Layer Normalization (Norm): After adding, the result is normalized across the feature dimension — for each token independently, subtract the mean and divide by the standard deviation, then apply learned scale (γ) and shift (β) parameters. This stabilizes the distribution of activations across layers, allowing higher learning rates and faster convergence.
LayerNorm(z) = γ · (z − μ) / (σ + ε) + β
where μ, σ computed per token across 512 dims
Note: this is Layer Norm (normalizes across features for each sample), not Batch Norm (normalizes across samples for each feature). LayerNorm works better for sequences of variable length.
After attention has mixed information across positions, the feed-forward network processes each position independently and identically. Think of attention as the "communication" step (tokens talk to each other) and the FFN as the "computation" step (each token thinks on its own).

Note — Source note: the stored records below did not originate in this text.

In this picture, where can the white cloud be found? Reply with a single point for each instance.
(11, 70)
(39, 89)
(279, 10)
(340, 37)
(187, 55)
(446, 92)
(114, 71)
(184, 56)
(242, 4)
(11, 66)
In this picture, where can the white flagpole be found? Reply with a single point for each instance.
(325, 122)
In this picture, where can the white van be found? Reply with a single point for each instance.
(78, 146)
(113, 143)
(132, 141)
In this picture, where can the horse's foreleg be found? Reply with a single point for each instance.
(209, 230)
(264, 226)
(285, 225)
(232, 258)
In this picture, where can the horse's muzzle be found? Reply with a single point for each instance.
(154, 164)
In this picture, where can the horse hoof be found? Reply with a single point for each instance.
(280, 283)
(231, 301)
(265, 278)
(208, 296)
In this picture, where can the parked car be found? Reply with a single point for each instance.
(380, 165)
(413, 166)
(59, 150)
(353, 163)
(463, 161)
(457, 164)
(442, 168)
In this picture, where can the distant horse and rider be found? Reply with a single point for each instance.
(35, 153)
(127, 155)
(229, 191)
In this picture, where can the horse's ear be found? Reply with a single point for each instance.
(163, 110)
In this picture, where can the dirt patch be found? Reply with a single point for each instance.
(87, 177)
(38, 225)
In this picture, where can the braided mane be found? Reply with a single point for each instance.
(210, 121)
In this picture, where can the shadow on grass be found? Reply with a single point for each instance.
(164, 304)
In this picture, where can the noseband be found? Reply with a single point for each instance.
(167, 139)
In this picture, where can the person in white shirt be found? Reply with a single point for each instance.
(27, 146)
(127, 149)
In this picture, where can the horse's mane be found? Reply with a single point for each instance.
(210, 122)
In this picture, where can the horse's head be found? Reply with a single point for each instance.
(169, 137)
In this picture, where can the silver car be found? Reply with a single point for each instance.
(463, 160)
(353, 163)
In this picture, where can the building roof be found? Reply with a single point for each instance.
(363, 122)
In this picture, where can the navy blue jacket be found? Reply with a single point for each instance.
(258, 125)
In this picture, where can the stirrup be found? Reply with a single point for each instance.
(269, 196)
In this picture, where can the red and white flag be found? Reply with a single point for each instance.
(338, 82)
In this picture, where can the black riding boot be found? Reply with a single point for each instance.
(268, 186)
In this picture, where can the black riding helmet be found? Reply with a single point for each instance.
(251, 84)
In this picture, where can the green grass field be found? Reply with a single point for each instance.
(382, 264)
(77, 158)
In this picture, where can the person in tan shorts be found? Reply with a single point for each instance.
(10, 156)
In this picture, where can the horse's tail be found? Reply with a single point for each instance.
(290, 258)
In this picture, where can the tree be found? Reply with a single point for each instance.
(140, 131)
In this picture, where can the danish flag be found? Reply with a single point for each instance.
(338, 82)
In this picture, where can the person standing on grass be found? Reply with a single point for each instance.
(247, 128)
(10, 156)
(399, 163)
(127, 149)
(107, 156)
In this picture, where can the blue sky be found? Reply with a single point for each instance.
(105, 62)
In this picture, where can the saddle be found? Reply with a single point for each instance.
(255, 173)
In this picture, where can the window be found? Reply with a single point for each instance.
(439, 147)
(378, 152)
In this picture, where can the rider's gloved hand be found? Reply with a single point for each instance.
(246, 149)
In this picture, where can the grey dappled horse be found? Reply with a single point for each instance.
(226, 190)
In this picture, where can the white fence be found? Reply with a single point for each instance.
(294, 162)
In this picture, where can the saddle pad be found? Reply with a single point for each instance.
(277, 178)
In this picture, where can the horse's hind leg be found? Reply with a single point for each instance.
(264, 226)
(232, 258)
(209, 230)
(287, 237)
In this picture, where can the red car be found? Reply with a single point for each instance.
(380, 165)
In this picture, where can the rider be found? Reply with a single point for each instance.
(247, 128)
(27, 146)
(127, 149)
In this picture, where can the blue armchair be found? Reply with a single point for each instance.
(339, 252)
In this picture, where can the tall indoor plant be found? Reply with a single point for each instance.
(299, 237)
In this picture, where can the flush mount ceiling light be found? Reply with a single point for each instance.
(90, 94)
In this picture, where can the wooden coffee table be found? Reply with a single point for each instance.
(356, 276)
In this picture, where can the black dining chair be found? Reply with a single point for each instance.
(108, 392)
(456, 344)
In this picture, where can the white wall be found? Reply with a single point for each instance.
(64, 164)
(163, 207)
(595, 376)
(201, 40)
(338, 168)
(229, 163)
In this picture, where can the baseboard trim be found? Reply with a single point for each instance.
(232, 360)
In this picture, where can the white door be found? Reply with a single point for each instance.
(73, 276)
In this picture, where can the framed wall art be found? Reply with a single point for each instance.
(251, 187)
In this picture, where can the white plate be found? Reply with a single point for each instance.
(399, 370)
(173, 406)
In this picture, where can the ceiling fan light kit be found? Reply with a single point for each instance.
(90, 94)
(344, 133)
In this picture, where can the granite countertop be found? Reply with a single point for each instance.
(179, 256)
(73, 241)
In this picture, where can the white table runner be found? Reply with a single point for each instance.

It's a simple two-layer MLP: expand from 512 → 2048 with ReLU, then project back 2048 → 512. The intermediate 4× expansion gives the model more representational capacity to transform features.
W₁ : [512 → 2048]
W₂ : [2048 → 512]
Activation: ReLU = max(0, x)
The weights W₁ and W₂ are shared across all positions within a layer but different between layers. This is equivalent to two 1×1 convolutions. While attention handles dependencies between positions, the FFN provides the depth that allows complex feature transformations within each position.
In modern LLMs (GPT-3, etc.) this FFN accounts for the majority of parameters — often 2/3 of total model parameters — and has been shown to act as a key-value memory store.
x = relu(x @ W1 + b1) # → [seq × 2048]
x = x @ W2 + b2 # → [seq × 512]
return x
After the final decoder layer, each position has a 512-dimensional representation. To produce a probability distribution over the vocabulary, we first project from 512 dimensions up to the full vocabulary size (37,000 for English-German).
This is a simple matrix multiplication: [seq × 512] → [seq × 37000]. The result (called logits) is a raw score for each token in the vocabulary at each position. Higher logit = more likely next token.
This weight matrix is shared with the input and output embedding matrices — the same transformation that maps token IDs to vectors is (transposed) used to map decoder representations back to token probabilities. This weight tying significantly reduces parameters and tends to improve performance.
shape: [seq × 512] → [seq × 37000]
The final softmax converts the 37,000-dimensional logit vector into a valid probability distribution — all values between 0 and 1, summing to exactly 1. Each value is the model's estimated probability that this token is the correct next word.
Output: probability over all 37,000 tokens
During training: cross-entropy loss is computed against the ground-truth token. With label smoothing (ε=0.1), the target distribution is 0.9 for the correct token and 0.1/vocab_size spread over all others — preventing overconfidence.
During inference: rather than always picking the highest-probability token (greedy), the paper uses beam search with beam size 4. This keeps the 4 most probable partial sequences at each step, producing better overall sequences at the cost of some computation. A length penalty (α=0.6) prevents the model from favoring shorter outputs.